In France, moving to middle

Centrist withholds support of presidential candidates tacking to center

April 26, 2007|By Sebastian Rotella | Sebastian Rotella,LOS ANGELES TIMES

PARIS -- France's heated presidential race became a battle for the political center yesterday when Francois Bayrou, whose strong finish in Sunday's first-round vote made him a potential kingmaker, refused to endorse a candidate in the runoff.

At a packed news conference, Bayrou declined to formally ally himself with either Nicolas Sarkozy, the candidate of the rightist Union for a Popular Movement, or Segolene Royal of the Socialist Party.

However, Bayrou sent signals that he prefers Royal.

During the Sunday first-round election, Bayrou finished third, with 18 percent of the ballots, in a field of 12 candidates, giving him the backing of 6.8 million voters. The centrist said yesterday that making an endorsement in the May 6 runoff would amount to betraying his reformist campaign against traditional party machines. He said his voters were free to do as they pleased.

"Let's speak frankly: Nicolas Sarkozy and Segolene Royal, in the perennial confrontation between the perennial right and the perennial left, will neither of them heal any of [France's] ills," Bayrou said. "In this situation, I will not recommend a vote.

"On the contrary," he added, "I want to guarantee to the French that whichever candidate wins, they will find themselves represented by an opposition power, free and capable of saying yes if the [government's] action is good and no if it is bad."

Bayrou's announcement was a much-awaited development in what is shaping up as France's most significant election in decades, ushering in a new generation of leaders at a time of economic, political and social crisis.

Bayrou's dislike for Sarkozy was evident on the campaign trail. Although Bayrou criticized both contenders yesterday, he was harsher on Sarkozy. He accused the conservative candidate of "a taste for intimidation and menace," and said Sarkozy would "risk aggravating the strains in the social fabric, notably by setting a policy that benefits the richest."

In contrast, he criticized the Socialists' economic program but described Royal as "seeming better-intentioned."

Bayrou told journalists that he had not decided how to vote but said he might express a preference as the campaign evolved.

Bayrou accepted an invitation that Royal made two days ago to hold a public debate with him about the future of France. Bayrou also announced that he would scuttle the party he leads, the Union for French Democracy, and create a Democrat Party, whose ideology would resemble British Prime Minister Tony Blair's Labor Party and the Democrats in the United States.

The move would end the longtime center-right alliance between Bayrou's old party and Sarkozy's party.

The Bayrou vote is the key to victory for Sarkozy or Royal. Bayrou said he thought his supporters would divide about evenly between the two camps. Various pundits predict different breakdowns, most of them favorable to Sarkozy, who holds a narrowing lead in the polls.
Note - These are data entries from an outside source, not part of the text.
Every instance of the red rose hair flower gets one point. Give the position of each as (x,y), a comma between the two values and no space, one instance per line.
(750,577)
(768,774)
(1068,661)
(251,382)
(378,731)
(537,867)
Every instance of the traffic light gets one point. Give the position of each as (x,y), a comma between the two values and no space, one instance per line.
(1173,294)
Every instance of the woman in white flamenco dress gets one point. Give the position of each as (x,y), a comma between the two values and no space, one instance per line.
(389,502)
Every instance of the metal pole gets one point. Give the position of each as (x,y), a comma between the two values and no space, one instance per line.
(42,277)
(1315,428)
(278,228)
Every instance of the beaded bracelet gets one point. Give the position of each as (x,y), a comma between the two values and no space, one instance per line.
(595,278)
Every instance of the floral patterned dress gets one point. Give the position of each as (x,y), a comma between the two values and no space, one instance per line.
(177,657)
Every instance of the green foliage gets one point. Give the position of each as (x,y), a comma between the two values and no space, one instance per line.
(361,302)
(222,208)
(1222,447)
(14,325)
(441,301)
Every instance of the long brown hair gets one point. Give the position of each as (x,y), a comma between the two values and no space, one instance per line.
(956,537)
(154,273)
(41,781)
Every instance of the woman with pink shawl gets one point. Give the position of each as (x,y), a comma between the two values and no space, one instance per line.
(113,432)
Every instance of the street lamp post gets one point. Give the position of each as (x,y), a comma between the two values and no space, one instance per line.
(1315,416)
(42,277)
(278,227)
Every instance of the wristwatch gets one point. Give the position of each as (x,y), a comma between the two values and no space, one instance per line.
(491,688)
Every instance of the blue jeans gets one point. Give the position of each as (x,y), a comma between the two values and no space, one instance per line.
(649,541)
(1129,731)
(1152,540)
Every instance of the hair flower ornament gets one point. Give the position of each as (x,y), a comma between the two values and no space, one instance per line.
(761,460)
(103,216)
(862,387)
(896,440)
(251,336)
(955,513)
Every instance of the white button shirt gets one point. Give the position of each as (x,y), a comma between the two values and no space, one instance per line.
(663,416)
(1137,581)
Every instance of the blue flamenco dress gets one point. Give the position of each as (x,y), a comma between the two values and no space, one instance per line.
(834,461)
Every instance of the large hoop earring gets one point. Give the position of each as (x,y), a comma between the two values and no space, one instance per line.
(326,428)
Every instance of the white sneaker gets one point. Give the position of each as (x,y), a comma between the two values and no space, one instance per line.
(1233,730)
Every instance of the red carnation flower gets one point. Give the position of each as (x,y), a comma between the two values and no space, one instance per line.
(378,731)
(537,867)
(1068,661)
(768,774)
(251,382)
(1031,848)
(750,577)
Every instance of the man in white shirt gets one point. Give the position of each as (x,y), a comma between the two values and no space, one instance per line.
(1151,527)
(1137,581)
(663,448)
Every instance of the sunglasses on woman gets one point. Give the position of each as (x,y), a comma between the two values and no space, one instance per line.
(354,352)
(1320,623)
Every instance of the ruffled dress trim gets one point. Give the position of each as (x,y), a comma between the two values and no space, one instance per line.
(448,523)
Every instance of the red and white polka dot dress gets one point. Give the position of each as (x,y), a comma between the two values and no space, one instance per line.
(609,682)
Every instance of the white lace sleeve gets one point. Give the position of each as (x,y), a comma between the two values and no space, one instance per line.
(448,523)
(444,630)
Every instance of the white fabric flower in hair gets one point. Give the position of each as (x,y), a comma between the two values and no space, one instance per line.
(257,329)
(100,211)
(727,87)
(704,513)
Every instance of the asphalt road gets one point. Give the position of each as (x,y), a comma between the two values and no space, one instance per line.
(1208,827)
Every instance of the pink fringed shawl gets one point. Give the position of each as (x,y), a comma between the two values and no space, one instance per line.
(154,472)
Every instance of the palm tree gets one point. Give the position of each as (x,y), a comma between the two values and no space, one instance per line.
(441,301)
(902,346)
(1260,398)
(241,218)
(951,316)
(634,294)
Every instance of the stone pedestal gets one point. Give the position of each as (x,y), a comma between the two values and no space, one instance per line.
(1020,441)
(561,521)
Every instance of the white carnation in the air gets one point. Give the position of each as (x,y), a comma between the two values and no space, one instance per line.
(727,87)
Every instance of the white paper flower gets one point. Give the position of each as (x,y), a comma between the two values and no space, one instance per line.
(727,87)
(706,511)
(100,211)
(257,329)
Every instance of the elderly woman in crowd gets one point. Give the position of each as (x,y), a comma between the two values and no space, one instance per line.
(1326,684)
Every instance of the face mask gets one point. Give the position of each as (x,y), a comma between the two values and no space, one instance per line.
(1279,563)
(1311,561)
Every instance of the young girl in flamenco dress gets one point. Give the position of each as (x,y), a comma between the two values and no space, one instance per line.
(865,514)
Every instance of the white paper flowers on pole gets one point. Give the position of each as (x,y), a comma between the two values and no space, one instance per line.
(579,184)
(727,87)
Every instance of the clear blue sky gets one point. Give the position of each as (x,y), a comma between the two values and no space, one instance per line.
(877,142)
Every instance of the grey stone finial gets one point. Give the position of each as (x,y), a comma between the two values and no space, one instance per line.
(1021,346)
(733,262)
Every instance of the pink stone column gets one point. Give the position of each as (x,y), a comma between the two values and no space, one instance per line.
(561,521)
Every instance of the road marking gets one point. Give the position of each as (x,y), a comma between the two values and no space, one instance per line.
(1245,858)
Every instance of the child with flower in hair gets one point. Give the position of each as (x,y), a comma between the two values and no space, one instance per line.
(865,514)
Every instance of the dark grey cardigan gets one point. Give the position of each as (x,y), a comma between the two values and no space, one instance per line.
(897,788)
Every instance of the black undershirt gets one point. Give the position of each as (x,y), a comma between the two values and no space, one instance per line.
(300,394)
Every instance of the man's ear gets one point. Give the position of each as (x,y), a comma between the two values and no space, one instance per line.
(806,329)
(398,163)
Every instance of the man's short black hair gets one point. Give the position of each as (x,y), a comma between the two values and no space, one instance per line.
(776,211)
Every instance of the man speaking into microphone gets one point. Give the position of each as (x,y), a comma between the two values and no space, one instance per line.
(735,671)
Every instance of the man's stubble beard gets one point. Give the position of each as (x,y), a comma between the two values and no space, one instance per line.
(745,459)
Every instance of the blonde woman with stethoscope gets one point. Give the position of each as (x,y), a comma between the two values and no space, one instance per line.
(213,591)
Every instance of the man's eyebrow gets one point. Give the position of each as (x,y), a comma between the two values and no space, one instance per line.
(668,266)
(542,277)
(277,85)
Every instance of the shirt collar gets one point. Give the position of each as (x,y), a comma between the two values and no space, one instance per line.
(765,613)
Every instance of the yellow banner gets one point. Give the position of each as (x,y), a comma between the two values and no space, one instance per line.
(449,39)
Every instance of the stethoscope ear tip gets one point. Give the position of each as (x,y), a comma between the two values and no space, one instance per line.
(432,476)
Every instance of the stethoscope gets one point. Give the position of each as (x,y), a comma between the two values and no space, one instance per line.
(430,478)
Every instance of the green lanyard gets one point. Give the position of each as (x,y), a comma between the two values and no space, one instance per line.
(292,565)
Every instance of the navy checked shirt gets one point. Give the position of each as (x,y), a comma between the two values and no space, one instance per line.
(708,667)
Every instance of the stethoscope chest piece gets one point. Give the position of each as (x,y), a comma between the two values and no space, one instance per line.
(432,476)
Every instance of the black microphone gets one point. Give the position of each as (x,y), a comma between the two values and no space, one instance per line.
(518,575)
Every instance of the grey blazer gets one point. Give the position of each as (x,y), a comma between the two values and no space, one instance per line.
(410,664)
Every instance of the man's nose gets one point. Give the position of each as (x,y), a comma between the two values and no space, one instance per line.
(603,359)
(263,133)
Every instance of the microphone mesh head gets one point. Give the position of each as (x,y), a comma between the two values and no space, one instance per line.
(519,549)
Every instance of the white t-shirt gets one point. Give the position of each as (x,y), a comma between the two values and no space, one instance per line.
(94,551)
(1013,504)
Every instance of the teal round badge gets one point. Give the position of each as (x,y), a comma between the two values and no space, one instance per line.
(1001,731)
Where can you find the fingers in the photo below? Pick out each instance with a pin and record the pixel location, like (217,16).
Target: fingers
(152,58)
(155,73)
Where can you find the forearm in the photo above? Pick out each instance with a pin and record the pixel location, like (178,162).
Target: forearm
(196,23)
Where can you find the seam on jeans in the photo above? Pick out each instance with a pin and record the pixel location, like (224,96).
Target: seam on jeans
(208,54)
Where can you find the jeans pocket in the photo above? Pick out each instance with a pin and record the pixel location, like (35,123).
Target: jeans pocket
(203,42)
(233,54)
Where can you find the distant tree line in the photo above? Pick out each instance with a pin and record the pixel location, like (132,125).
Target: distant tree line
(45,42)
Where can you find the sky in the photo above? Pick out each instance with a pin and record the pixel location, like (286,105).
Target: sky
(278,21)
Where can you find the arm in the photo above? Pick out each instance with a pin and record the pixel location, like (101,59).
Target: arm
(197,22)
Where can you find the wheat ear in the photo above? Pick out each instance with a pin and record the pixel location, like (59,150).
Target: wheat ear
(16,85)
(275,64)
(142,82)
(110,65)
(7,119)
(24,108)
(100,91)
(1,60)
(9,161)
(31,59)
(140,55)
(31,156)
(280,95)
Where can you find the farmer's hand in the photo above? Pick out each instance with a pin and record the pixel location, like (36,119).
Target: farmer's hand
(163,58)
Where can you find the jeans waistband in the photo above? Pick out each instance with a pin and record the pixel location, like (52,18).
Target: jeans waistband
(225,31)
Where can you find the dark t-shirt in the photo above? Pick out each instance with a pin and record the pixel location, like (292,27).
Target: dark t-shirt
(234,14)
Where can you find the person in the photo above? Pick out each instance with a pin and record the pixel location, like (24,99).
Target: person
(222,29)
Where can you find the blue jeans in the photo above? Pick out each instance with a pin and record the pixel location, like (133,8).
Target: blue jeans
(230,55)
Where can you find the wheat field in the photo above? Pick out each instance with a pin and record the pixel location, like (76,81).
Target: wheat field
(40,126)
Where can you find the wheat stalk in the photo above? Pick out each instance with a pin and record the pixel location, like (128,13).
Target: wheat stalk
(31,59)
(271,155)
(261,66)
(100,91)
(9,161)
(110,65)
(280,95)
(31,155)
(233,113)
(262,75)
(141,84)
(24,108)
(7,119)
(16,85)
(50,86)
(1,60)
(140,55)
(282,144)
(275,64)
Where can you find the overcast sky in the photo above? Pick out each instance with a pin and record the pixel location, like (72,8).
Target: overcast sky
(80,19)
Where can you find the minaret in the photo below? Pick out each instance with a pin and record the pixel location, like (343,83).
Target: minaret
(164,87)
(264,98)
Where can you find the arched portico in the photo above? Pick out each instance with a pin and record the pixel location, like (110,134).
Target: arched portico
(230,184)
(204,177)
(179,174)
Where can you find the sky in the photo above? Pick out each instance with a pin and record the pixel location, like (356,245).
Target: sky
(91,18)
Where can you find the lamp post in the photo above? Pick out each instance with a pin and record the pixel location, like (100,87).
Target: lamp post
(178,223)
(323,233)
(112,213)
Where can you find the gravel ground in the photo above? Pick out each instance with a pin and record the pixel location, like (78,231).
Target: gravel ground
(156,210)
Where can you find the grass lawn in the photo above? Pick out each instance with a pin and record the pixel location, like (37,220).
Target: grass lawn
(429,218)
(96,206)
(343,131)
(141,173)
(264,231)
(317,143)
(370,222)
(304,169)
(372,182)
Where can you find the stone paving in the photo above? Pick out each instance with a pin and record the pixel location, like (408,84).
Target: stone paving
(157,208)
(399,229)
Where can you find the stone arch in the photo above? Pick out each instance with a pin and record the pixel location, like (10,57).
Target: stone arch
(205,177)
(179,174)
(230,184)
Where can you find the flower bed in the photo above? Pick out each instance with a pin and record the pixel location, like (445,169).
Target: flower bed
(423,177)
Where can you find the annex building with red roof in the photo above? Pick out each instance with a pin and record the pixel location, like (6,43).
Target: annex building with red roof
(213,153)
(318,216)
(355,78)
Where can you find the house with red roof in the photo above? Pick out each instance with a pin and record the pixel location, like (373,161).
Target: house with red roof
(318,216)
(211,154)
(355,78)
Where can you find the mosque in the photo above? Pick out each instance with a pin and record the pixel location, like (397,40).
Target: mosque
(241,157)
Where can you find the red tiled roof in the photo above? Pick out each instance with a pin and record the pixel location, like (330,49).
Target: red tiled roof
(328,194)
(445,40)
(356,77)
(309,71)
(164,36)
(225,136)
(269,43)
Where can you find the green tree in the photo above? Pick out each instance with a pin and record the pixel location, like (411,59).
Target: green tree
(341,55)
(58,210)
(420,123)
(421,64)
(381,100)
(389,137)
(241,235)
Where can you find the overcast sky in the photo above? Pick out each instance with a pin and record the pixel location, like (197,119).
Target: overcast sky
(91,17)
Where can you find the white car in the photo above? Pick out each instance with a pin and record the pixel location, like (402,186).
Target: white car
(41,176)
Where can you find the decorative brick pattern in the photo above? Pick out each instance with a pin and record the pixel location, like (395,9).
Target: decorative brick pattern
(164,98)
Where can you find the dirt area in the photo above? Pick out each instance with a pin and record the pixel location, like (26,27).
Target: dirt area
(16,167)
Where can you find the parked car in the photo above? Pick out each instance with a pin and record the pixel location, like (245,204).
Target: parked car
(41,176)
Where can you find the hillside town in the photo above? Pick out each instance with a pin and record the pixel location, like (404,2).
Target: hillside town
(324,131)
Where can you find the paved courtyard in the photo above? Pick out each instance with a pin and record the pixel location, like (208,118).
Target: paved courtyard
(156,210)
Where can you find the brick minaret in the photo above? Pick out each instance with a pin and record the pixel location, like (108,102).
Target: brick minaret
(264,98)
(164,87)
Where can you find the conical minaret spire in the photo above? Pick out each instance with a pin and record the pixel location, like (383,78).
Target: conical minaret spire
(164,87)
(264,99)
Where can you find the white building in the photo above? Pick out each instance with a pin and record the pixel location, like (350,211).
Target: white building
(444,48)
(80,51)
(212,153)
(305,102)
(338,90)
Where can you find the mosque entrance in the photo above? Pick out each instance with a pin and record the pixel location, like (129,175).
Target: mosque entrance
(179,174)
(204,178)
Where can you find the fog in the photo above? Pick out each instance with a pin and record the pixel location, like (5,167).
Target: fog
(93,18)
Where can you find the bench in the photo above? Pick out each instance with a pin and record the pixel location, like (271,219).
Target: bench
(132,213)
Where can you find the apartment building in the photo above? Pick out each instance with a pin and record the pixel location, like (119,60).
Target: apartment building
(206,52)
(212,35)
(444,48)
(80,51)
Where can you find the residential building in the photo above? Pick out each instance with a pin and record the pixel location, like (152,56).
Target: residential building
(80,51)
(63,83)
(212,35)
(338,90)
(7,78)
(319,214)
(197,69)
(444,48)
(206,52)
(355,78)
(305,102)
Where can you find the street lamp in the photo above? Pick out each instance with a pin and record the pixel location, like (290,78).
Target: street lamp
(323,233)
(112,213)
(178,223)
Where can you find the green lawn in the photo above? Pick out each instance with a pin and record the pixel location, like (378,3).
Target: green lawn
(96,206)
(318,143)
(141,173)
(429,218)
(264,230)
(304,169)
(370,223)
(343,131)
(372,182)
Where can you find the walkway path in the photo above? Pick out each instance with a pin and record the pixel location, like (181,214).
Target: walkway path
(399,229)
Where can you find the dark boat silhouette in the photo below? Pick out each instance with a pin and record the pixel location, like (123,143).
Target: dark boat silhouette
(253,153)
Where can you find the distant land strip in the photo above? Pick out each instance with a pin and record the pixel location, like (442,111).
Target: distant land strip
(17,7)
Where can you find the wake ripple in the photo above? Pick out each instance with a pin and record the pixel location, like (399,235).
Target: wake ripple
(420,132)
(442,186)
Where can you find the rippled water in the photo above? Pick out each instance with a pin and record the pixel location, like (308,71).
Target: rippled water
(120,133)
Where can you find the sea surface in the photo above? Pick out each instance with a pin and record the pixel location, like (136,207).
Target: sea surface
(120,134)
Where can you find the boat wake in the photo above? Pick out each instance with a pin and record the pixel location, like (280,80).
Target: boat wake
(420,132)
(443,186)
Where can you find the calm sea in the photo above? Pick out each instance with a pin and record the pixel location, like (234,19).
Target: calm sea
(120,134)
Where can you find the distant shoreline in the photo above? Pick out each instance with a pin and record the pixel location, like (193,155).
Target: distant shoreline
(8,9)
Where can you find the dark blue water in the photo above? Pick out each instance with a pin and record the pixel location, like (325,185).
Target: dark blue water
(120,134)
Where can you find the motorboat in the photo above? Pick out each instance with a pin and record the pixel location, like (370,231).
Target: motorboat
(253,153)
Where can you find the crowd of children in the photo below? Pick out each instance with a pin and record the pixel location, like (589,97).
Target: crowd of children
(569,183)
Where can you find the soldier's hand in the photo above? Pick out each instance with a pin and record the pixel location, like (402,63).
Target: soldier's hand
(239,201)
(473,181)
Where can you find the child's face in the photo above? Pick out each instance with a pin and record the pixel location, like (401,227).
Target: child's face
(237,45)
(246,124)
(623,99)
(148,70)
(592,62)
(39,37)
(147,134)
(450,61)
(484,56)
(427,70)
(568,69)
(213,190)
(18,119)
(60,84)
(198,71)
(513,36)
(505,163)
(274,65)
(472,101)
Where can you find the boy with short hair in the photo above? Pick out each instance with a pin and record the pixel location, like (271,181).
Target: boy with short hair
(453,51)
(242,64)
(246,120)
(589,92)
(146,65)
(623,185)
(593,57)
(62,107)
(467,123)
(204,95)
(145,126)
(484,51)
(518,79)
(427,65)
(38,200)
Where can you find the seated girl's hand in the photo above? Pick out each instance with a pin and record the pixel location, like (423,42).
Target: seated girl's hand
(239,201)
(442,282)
The latest Ipsos poll shows 39 percent of Bayrou voters supporting Royal in the runoff, 32 percent for Sarkozy and 29 percent undecided or abstaining.

But the poll also predicts Sarkozy beating Royal in the runoff with 53 percent of the vote, suggesting he does not need a majority of the centrist bloc to win.

On the other hand, a poll in Le Figaro newspaper yesterday had Royal rising to 49 percent of the total vote compared with Sarkozy's 51 percent, the closest margin to date.

Sebastian Rotella writes for the Los Angeles Times.